Action games often feature computer-controlled non-player characters (NPCs) that attempt to oppose the human-controlled player character (PC). The NPCs can appear in many forms, but they usually are limited to fairly simple interaction with the PC. That is, the NPCs appear with weapons in their hands, with the sole purpose of hindering the PC.

Classical computer game artificial intelligence (AI) has striven to make the NPCs as dangerous to the PC as possible: the NPC is considered to perform well if it causes the human player a hard-to-solve problem. However, making a NPC deadly isn't very difficult: adding hit points or making the NPC more accurate shooter does the trick easily.

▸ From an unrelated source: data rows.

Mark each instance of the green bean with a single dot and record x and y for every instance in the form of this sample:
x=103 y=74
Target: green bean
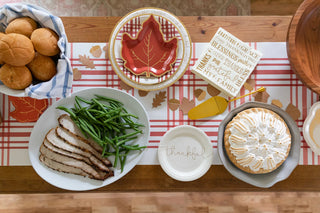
x=106 y=121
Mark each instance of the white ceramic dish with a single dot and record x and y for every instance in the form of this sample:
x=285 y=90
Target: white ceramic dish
x=136 y=18
x=48 y=120
x=311 y=128
x=281 y=173
x=185 y=153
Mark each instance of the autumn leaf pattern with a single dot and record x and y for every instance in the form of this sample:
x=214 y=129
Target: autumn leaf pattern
x=186 y=105
x=27 y=109
x=159 y=98
x=149 y=53
x=85 y=60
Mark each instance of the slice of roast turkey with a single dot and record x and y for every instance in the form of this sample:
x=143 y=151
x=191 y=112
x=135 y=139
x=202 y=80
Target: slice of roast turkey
x=62 y=159
x=58 y=142
x=67 y=123
x=81 y=144
x=62 y=167
x=50 y=146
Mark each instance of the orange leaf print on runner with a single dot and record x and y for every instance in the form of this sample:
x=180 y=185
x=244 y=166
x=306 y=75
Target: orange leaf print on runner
x=149 y=53
x=27 y=109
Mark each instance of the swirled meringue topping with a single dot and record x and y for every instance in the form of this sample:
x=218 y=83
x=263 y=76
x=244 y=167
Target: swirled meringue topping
x=259 y=140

In my M.Sc. thesis I aimed to make the gameplay experience better by making the NPC AI more plausible. To really enjoy the game, the human player needs to have a mind-state that is sometimes called the suspension of disbelief. It just means that the human player accepts the game's internal logic and transfers some of the player character's feelings and emotions to himself or herself. If the AI does stupid things or acts machine-like, the player might remember that he or she is just playing a computer game. Plausible NPCs therefore give the human player a sense of immersion in the game, which direcly contributes towards the overall game enjoyment.

One way of creating more life-like NPCs is to make them act individually rationally. Rationally in this context means that a NPC always takes the action that is most profitable to it. When extended to the group AI, the NPCs no longer form a group which aims to be as efficient as possible. Instead the NPC group is composed of a number of individual NPCs, who act towards the group's objectives only as long as it directly profits them. Of course, working as a part of a team towards the team's goals might still profit the NPC. The NPCs' rational attitude might give the human player a being there sensation.

Artificial intelligence in action games

The classic way of programming the NPC AI is to use scripts to trigger different actions from the NPCs. The script can be, for instance, something like this:

    if (player character is too threatening):
        flee
    else:
        run towards the player character
        start shooting

However, scripted AI is quite limited, and if the number of NPCs is large, their interaction may be difficult to script correctly. Also, if the PC does something unexpected, such as arrives from different direction than the game designer assumed, the script may cause non-intended consequences.

A more advanced way of handling NPC AI is to use utility functions. Utility functions return a number, called utility, for each possible action the NPC might take. The utility numbers therefore represent the 'goodness' of each action. The NPC then chooses the action that gives it the most utility.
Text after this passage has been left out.